Cheyenne Wilson

2018 Finalists

Cheyenne Wilson

Ngāi Tūhoe, Ngāti Awa, Ngāti Tūwharetoa, Te Arawa

Cheyenne Wilson, 25, is from Southland and has spent all of her life on farms. Her parents worked on farms in Southland and when she left school, she worked in the shearing sheds and as a cook.

She says about five years ago she stumbled upon dairying and hasn't looked back since. Cheyenne says it started when a local dairy farmer noticed her rearing calves as one of her many jobs she had at the time and offered her a full time role on his farm. After three years on this farm

she moved up to Canterbury and is now working for Nathan and Erin Christian on Lochan Mor farm near Ashburton. Cheyenne is the Assistant Manager on the property, however in June will move to Culverden in North Canterbury to manage a 600 cow farm for Emlyn Francis.

Cheyenne has undertaken courses with Primary ITO, working her way through the various levels and is currently completing the Level 5 Production Management course.

Cheyenne knew no one when she came to Canterbury, but quickly developed new friendships by getting involved in Young Farmers and is Chairperson of the Hinds Club.

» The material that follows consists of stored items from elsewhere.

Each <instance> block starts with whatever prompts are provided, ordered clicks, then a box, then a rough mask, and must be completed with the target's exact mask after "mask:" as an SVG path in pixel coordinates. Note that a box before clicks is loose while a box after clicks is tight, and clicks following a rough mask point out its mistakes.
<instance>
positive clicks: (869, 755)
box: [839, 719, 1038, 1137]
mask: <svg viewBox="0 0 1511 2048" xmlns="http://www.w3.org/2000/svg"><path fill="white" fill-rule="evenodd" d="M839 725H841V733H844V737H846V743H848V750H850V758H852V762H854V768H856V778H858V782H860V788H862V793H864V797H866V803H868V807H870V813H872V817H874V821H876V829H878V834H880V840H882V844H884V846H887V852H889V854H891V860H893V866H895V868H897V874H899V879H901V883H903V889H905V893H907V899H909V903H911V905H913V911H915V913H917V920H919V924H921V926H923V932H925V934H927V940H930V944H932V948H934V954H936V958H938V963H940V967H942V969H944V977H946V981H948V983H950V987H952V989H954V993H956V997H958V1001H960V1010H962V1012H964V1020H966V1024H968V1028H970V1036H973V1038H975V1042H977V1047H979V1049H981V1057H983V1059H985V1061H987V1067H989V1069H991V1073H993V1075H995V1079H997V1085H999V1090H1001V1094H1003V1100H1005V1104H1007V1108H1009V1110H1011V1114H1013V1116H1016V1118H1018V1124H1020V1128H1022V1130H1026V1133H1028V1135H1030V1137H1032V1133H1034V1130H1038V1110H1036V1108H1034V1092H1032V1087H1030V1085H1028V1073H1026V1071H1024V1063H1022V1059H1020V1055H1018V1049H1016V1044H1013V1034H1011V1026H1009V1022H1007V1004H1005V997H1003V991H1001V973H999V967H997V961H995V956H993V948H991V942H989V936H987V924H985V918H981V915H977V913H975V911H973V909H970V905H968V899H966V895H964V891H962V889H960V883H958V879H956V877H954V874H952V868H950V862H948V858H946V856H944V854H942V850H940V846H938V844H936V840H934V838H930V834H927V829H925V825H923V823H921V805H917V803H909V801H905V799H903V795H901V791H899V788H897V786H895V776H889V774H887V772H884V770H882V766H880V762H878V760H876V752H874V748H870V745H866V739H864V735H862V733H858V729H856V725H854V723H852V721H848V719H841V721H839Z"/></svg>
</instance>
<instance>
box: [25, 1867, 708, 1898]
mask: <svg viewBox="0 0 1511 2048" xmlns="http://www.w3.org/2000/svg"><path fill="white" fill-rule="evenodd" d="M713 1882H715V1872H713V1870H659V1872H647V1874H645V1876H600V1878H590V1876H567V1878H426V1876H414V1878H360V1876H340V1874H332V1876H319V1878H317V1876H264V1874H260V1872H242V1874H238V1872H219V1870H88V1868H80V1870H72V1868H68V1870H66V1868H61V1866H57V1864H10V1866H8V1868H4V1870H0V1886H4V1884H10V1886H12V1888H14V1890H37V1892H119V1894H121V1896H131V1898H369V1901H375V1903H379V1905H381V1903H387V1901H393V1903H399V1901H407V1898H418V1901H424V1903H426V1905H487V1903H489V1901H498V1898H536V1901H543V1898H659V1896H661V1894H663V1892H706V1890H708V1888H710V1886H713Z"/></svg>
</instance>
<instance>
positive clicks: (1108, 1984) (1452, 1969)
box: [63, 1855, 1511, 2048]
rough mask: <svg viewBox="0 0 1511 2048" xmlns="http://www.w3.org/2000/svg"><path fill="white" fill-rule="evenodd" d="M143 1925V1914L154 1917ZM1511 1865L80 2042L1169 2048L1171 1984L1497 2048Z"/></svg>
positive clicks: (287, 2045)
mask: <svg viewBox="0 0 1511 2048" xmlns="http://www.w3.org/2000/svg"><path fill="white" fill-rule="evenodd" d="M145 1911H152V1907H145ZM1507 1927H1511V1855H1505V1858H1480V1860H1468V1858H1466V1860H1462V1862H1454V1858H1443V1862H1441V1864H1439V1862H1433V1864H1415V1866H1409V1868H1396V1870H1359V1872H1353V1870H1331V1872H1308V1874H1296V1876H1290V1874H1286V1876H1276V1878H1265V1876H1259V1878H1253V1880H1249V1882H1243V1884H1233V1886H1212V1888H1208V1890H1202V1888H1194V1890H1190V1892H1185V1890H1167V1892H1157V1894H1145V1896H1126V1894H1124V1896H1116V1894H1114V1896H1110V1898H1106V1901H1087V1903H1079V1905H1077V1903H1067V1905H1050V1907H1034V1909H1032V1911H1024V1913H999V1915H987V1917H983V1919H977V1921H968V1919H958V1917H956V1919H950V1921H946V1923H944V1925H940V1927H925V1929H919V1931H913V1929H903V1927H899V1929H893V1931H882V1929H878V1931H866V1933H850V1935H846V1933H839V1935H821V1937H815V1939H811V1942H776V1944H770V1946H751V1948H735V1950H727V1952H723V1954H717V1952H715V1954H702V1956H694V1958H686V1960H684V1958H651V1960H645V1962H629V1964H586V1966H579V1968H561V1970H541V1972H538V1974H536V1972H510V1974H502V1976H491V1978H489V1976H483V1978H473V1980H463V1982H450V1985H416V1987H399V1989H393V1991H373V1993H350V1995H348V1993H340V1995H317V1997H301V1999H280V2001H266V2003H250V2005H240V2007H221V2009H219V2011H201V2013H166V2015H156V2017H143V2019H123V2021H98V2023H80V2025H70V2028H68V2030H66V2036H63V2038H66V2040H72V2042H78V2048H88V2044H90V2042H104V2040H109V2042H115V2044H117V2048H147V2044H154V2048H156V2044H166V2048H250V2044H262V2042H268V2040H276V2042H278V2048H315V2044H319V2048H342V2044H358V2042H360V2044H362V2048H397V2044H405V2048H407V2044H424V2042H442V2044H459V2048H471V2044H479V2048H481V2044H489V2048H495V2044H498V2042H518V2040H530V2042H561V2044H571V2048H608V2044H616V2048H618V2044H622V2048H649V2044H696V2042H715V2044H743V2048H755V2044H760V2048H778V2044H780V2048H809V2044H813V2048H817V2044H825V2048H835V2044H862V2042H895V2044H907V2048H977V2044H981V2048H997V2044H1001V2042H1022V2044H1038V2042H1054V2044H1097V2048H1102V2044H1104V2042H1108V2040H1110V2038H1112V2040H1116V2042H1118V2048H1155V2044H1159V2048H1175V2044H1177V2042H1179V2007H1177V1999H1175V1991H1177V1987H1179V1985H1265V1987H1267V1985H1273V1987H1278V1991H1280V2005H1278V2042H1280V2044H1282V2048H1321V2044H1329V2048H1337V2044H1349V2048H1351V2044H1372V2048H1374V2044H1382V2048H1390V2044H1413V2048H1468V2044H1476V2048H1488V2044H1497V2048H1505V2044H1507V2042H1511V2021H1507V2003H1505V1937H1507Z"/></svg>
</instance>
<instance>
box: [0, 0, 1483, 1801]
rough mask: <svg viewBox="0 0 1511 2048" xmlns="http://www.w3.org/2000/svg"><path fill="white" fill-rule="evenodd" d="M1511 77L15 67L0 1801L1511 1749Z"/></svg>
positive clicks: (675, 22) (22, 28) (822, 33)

She is also a regional leader for Dairy Womens Network Mid Canterbury. Last year she entered the Dairy Industry Awards and was the runner-up in the Trainee of the Year section in Canterbury/North Otago. This she says has helped raise her profile and will enhance her career opportunities. She enjoys hunting and also plays netball for a local club

She says being born in Southland and with her marae being in the Bay of Plenty, she feels urbanised and hasn't had the opportunities to engage in te ao Māori and tikanga Māori to the extent that she would like to, but has plans to change this.

Cheyenne has set a goal of becoming a strong Māori female leader in the dairy industry. She says there are very few Māori female leaders who are in active roles on farms and she wants to play a part in helping rangatahi to make a career in the dairy industry and to mentor and encourage them.

Cheyenne says the reason for entering the Ahuwhenua Young Māori Farmer Award is to help strengthen and develop her leadership ambitions. She says the profile of the competition will help her achieve this. Cheyenne says being one of the finalists is also a way of acknowledging all the people who have supported and mentored her in her career.